Table-8: shows the interpretation of advertisement elasticity of sales:
Factors Influencing Advertisement Elasticity of Sales:
The advertisement elasticity of sales is affected by a number of factors.
Some of the important factors are explained as follows:
i. Development of Product in the Market:
Refers to one of the major determinant of advertisement elasticity of sales. When a product is newly introduced in the market, then the advertisement elasticity of sales is greater than unity. This implies that advertisement elasticity of sales decreases with increase in the sales of a product.
On the other hand, if the product is well- established in the market, then the purpose of advertisement would be to attract new customers and create additional demand. In such a case, proportional increase in demand is less than the proportional increase in advertisement expenditure.
ii. Advertisement by Competitors:
Influences the advertisement elasticity of sales to a greater extent. In a highly competitive market, the effectiveness of advertisement of an organization can be determined by the effectiveness of advertisement of its competitors. The more the effective advertisement of competitors, lower the sales of the organization.
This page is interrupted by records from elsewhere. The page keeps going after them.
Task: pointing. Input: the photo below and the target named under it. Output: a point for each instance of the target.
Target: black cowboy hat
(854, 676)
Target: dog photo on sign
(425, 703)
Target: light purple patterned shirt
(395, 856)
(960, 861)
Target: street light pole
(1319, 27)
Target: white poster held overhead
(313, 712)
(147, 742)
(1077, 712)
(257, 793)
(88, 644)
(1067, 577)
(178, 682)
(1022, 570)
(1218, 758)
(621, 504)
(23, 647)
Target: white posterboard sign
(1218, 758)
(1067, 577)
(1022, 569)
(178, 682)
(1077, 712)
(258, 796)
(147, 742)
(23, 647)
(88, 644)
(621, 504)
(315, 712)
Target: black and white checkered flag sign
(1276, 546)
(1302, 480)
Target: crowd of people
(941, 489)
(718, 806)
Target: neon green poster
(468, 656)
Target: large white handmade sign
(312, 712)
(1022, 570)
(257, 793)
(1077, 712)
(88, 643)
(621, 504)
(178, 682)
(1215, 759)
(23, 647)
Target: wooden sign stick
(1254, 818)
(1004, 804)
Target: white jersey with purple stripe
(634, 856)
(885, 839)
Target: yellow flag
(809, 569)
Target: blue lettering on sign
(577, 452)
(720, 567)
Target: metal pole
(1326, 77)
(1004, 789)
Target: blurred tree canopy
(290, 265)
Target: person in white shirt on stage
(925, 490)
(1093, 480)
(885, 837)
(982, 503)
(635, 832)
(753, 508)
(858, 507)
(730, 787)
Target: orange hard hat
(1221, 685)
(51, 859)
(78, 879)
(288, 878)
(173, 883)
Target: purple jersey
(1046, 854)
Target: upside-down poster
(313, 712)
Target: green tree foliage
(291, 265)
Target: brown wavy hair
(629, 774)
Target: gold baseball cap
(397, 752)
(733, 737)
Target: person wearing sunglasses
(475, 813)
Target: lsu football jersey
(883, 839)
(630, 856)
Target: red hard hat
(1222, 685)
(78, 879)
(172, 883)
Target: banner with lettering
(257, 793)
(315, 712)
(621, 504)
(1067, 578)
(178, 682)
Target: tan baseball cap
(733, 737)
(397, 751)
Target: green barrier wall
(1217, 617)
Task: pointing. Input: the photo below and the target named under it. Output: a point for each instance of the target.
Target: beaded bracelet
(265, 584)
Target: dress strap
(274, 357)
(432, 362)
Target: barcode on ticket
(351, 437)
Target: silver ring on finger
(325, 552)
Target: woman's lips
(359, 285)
iii. Quality of Advertisement:
Refers to the fact that advertisement elasticity of sales would be higher if the quality of advertisement of a product is superior to the past. In addition, the elasticity would also be higher if the advertisement of an organization is superior to the advertisement of its competitors in present.
Apart from aforementioned factors, advertisement elasticity of sales is also influenced by some other factors, such as change in the price of a product, consumer’s income, and number of substitutes.